Dating with Kids IV: Pause and Reflect

So since my last blazing failure at relationship-ness, I've been doing some serious reflecting (as anyone should after a break up to assess what really went wrong). I keep finding myself looking at how this past episode affected my kids more than it did me.


This isn't my first rodeo, and I do nothing but fall to get back up. I'll get more into the story later, but I allowed #193 to be a big part of my life. Alter it a little if you will. I did what I thought I was supposed to do in a relationship. #193 knew that my kids and I came as a package deal. Our relationship wasn't going to be "just between us". I was ready for something long term--something permanent. So when #193 left, he not only left me, but my kids as well.

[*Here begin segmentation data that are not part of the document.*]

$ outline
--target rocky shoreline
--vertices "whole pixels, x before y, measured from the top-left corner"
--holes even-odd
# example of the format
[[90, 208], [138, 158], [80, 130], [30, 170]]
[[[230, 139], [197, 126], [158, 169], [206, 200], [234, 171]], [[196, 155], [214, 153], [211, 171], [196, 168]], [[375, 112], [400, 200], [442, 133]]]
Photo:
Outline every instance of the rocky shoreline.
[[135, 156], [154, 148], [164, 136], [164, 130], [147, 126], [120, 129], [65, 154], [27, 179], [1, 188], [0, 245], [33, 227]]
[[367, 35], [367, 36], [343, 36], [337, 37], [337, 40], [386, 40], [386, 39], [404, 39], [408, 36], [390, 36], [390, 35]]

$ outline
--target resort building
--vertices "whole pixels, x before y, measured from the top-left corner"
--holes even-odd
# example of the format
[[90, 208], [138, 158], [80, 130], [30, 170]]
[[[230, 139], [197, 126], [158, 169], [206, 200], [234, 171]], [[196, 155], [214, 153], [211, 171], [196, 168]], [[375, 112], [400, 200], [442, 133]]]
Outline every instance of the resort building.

This was what I was most afraid of when I got into the relationship: it ending. But it did.


Now my daughter took it with a grain of salt. She is so much like me that I'm actually afraid for the world when she grows up. She's smart, funny, goofy, the life of the party, and way cuter than me. My son on the other hand...


Pause: Let me give you a little background information. My son is now 11 years old. His father has never really been a part of his life, definitely not a part of mine. When my daughter's dad decided that he no longer wanted to be a part of my life, my son acted out. That WAS his dad too. Since then, I am really leary about every man that I bring into my kids' lives. They not only have to be good for me, but good for them too. That's the package.


My son was a little bummed when #193 left. That was his only "guy" comrad. It was the first testerone that my son had in a house with him since he was about 6. #193 was really good about making my son feel.....included. It was nice while it lasted. My son took it like a champ. And then I started thinking about what the type of relationship that I wanted going forward, and the type of qualities I wanted to include and exclude.


Pause: This is a natural part of breaking up with someone. If you date someone who only eats processed food, and that was a serious breaking point for you, then the next time around, you find someone who doesn't eat like that. Be careful not to be petty when doing this. Every trait isn't the problem, sometimes people are just fucked up.


I started thinking about the relationship that I wanted my kids to witness me having because I know that they have to be tired of watching me cry in relationships all the time. I know I'm tired of doing all the crying. Then I started thinking about what my son has witnessed so far.


My son has:
witnessed someone punch me in the face
never heard a man tell me that he loves me
never saw a man be affectionate with me
never seen an episode of black love in person
witnessed more arguments than I can count
saw me hurt and cry over someone
witnessed someone leave us
watched doors slam more than they open (I'm sure there's more)


I was astounded at how damaging my relationships are to my children. No wonder he's never happy when my friends walk in the door. Them leaving is all he can remember. Me dating isn't helping anything. I'm so busy trying to find the right father figure, that I forgot the ones who fail fall into another category--the same one as his dad. Just another nigga that isn't there.


Pause: I don't give dating advice, because who would take advice from someone who fails at dating as often as I do.